Human red blood cells (RBCs) were loaded with the Ca(2+)-sensitive fluorescent dye fura-2 to investigate the effects of media ionic strength and prostaglandin E2 (PGE2) on the intracellular free Ca2+ concentration ([Ca2+]i). [Ca2+]i of intact RBCs in a Ca(2+)-containing physiological (high) ionic strength (HIS) solution was 75.1 +/- 8.3 nM after 5 min incubation, increasing to 114.9 +/- 9.6 nM after 1 h. In Ca(2+)-containing low ionic strength (LIS) solutions, [Ca2+]i was significantly lower than in the Ca(2+)-containing HIS solution (p = 0.041 or 0.0385 for LIS solutions containing 200 or 250 mM sucrose, respectively), but, as in HIS solution, an increase of [Ca2+]i was seen after 1 h. In Ca(2+)-free (0 Ca2+ plus 15 microM EGTA) media, [Ca2+]i decreased (ranging from 15 to 21 nM), but were not significantly different in HIS or LIS, and did not change following 1 h incubation. The effect of the ionic strength and PGE2 on passive Ca2+ influx was investigated on ATP-depleted RBCs. Ca2+ influx was faster during the initial 10 min in comparison with the subsequent time period (10-45 min), both in HIS and LIS media, decreasing from 20.3 +/- 1.9 to 12.9 +/- 1.3 micromol/(lcells x h) in HIS, and from 36.7 +/- 5.3 to 8.6 +/- 1.2 micromol/(lcells x h) in LIS. Prostaglandin E2 (PGE2; 10(-7)-10(-11) M), dissolved in deionised water or in ethanol, did not affect [Ca2+]i in either normal or in ATP-depleted RBCs suspended in Ca(2+)-containing HIS medium. Finally, the addition of carbachol (100 microM) did not affect [Ca2+]i. The present findings suggest that stimulation of the Ca(2+)-activated K+ channel by PGE2, reported in [J. Biol. Chem. 271 (1996) 18651], cannot be mediated via increased [Ca2+]i.

Inhibitors of the K+(Na+)/H+ exchanger of human red blood cells.
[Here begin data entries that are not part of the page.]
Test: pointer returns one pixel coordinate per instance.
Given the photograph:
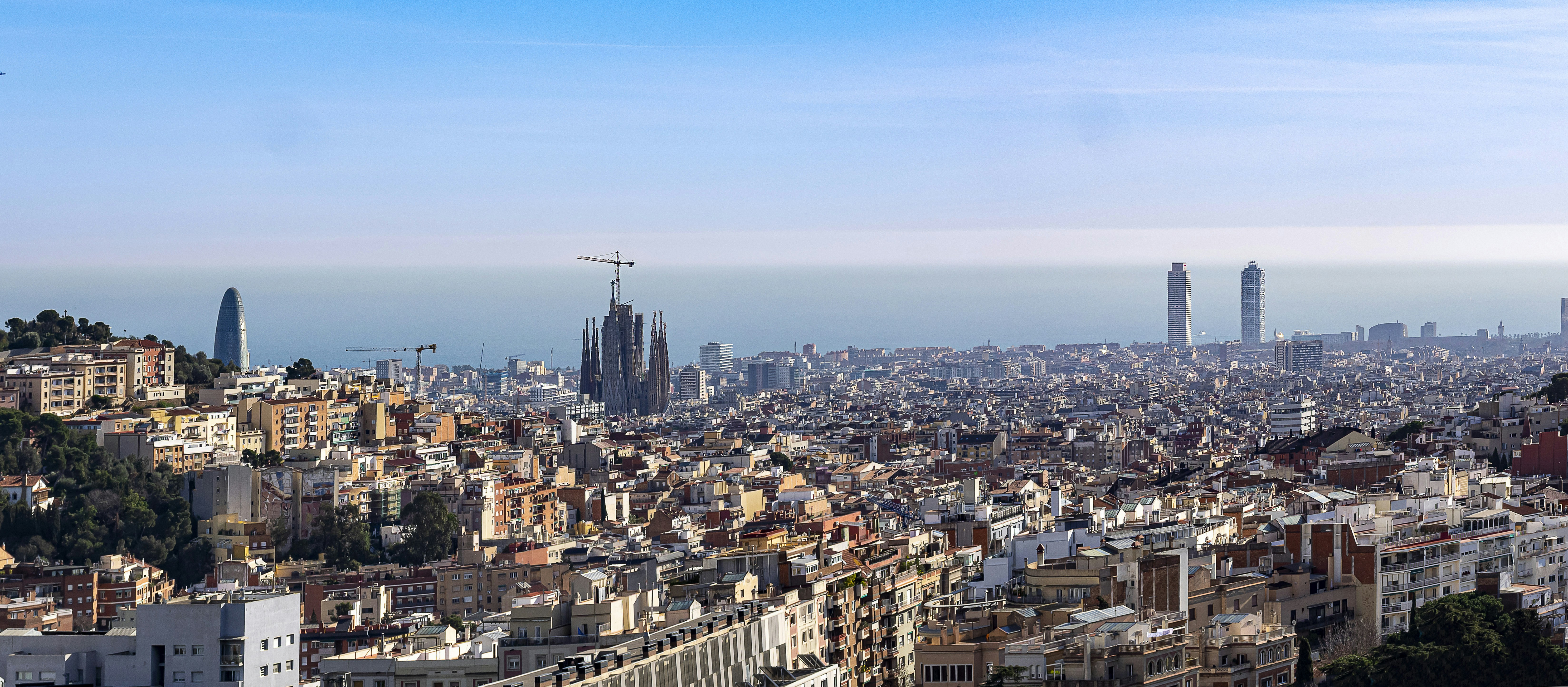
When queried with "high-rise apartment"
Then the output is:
(1253, 305)
(1178, 305)
(390, 369)
(692, 383)
(716, 357)
(230, 343)
(1299, 355)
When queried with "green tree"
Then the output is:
(1556, 391)
(429, 529)
(302, 369)
(1003, 673)
(342, 537)
(1304, 662)
(1461, 639)
(1413, 427)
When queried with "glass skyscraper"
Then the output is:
(230, 344)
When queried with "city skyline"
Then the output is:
(1125, 303)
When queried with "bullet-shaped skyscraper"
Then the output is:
(1178, 305)
(230, 344)
(1253, 295)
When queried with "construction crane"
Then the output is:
(617, 261)
(419, 361)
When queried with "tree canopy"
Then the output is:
(51, 329)
(429, 529)
(1413, 427)
(339, 534)
(302, 369)
(102, 504)
(1461, 639)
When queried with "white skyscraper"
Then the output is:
(716, 358)
(1253, 297)
(390, 369)
(1178, 305)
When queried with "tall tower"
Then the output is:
(1178, 305)
(1253, 305)
(230, 343)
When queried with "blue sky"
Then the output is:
(506, 134)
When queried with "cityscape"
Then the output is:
(760, 346)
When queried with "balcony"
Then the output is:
(1402, 606)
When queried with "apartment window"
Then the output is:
(949, 673)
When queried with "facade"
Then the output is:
(230, 344)
(717, 358)
(629, 376)
(391, 369)
(692, 383)
(1388, 332)
(739, 647)
(1253, 305)
(1299, 355)
(1178, 305)
(1293, 418)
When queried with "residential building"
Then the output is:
(1178, 305)
(1253, 305)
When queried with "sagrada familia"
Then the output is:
(614, 371)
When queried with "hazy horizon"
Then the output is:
(529, 311)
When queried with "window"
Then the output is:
(949, 673)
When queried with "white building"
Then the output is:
(692, 383)
(1293, 418)
(716, 358)
(1178, 305)
(391, 369)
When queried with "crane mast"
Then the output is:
(419, 361)
(617, 261)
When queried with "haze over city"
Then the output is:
(1199, 344)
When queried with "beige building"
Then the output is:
(49, 388)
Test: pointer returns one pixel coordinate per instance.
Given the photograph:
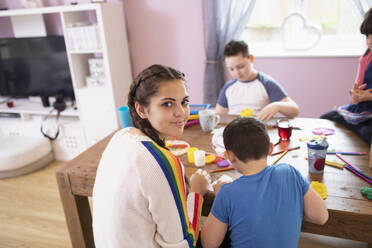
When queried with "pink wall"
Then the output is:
(171, 33)
(316, 84)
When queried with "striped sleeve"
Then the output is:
(189, 209)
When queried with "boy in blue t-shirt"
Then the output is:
(265, 206)
(250, 88)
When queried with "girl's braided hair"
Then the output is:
(144, 86)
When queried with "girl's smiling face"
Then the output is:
(168, 110)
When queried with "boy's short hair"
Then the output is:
(234, 48)
(247, 138)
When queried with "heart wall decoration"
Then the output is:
(298, 33)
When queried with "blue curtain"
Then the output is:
(223, 20)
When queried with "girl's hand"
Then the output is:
(217, 186)
(358, 95)
(199, 182)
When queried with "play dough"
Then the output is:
(177, 147)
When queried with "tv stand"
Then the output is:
(95, 114)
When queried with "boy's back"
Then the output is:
(265, 209)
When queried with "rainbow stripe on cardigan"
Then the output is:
(173, 171)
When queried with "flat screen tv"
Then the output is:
(35, 66)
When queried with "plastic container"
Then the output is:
(317, 152)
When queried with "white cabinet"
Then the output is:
(90, 31)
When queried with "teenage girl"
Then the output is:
(140, 197)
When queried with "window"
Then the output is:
(305, 28)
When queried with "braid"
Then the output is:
(144, 86)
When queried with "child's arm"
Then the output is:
(315, 210)
(213, 232)
(220, 110)
(286, 107)
(361, 96)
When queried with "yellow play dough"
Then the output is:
(209, 159)
(320, 188)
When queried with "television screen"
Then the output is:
(34, 67)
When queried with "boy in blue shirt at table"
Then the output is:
(250, 88)
(265, 206)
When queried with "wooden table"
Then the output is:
(350, 214)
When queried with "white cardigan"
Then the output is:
(133, 203)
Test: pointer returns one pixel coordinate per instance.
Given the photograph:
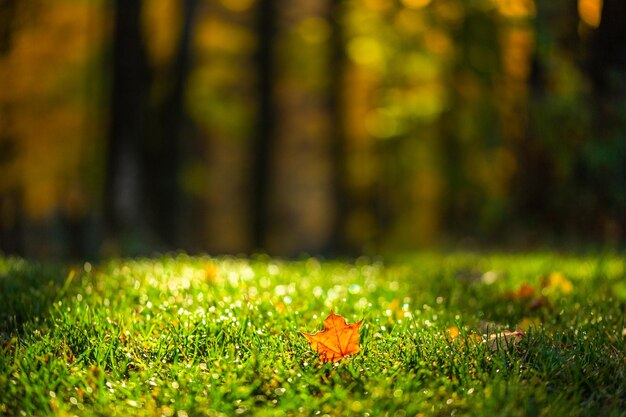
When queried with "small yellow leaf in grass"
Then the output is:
(527, 323)
(453, 331)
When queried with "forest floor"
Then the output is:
(443, 334)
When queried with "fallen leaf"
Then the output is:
(337, 340)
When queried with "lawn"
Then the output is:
(456, 334)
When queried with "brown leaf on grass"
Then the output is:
(504, 340)
(556, 283)
(337, 340)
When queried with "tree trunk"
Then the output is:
(123, 189)
(166, 152)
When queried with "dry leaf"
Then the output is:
(337, 340)
(504, 340)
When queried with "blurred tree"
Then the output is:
(263, 148)
(606, 151)
(124, 209)
(166, 146)
(10, 201)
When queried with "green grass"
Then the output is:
(182, 336)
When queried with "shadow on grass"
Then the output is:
(27, 291)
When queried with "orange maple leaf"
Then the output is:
(337, 340)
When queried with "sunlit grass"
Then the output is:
(183, 336)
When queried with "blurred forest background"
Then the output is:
(319, 126)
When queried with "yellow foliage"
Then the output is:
(590, 12)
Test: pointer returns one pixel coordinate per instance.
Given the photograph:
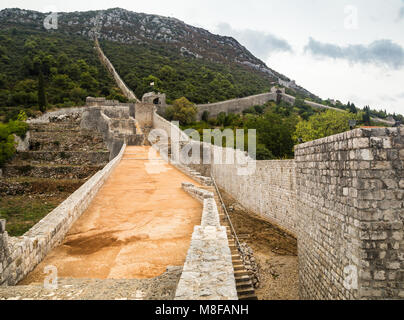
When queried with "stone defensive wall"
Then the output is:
(342, 197)
(114, 120)
(20, 255)
(235, 105)
(208, 270)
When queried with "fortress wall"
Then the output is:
(269, 191)
(235, 105)
(20, 255)
(342, 196)
(170, 129)
(105, 61)
(350, 190)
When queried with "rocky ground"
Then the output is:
(160, 288)
(59, 159)
(271, 253)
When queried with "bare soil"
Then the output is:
(275, 251)
(140, 222)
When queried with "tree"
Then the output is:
(352, 108)
(323, 125)
(41, 93)
(205, 116)
(275, 133)
(183, 111)
(366, 116)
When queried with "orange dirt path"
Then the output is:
(140, 222)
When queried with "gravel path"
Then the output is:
(159, 288)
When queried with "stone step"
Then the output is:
(242, 278)
(54, 171)
(63, 157)
(238, 267)
(241, 273)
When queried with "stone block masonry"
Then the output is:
(208, 271)
(20, 255)
(349, 191)
(342, 197)
(105, 61)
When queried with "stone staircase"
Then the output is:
(244, 285)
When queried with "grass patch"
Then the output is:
(22, 213)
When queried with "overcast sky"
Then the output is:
(346, 50)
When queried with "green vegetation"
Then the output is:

The effect of substances as possible inhibitors of the K+(Na+)/H+ exchanger in the human red cell membrane has been tested on the (ouabain+bumetanide+EGTA)-resistant K+ influx in both physiological (HIS) and low ionic strength (LIS) solution with tracer kinetic methods. It is demonstrated that high concentrations of quinacrine (1 mM) and chloroquine (2 mM) inhibit the residual K+ influx in LIS solution to 60% and 85%, respectively, but activate it in HIS solution. Thus, chloroquine suppressed the 10-fold LIS-induced activation of the flux nearly completely. Amiloride derivatives were able to inhibit the K+ influx in both HIS and LIS solution. EIPA (75 microM) reduced the flux by about 20% and 55% in HIS and LIS solution, respectively. Newly developed drugs (HOE 642, 1 mM; HOE 694, 0.5 mM) designed to inhibit Na+/H+ exchanger isoforms showed an inhibition of the residual K+ influx of 40% and 33% in HIS and 65% and 44% in LIS solution, respectively, without haemolysis. The inhibitory effect of HOE 642 persisted in HIS (24%) and LIS (48%) solutions when Cl- was replaced by CH3SO4-. The K(+)-Cl- cotransport inhibitor DIOA (100 microM) stimulated the residual K+ influx in both solutions. It is, therefore, concluded that the K(+)-Cl- cotransporter does not contribute to the residual K+ influx both in HIS and LIS media. Okadaic acid decreased the residual K+ influx by 40% and 25% in HIS and LIS solution, respectively, showing that the residual K+ influx is affected by phosphatases like other ion transport pathways. The results show that the residual K+ influx can be decreased further by inhibiting the K+(Na+)/H+ exchanger. It remains still unclear to what extent the K+(Na+)/H+ exchanger is inhibited by the different substances used. However, the ground state membrane permeability for K+ is much smaller than assumed so far.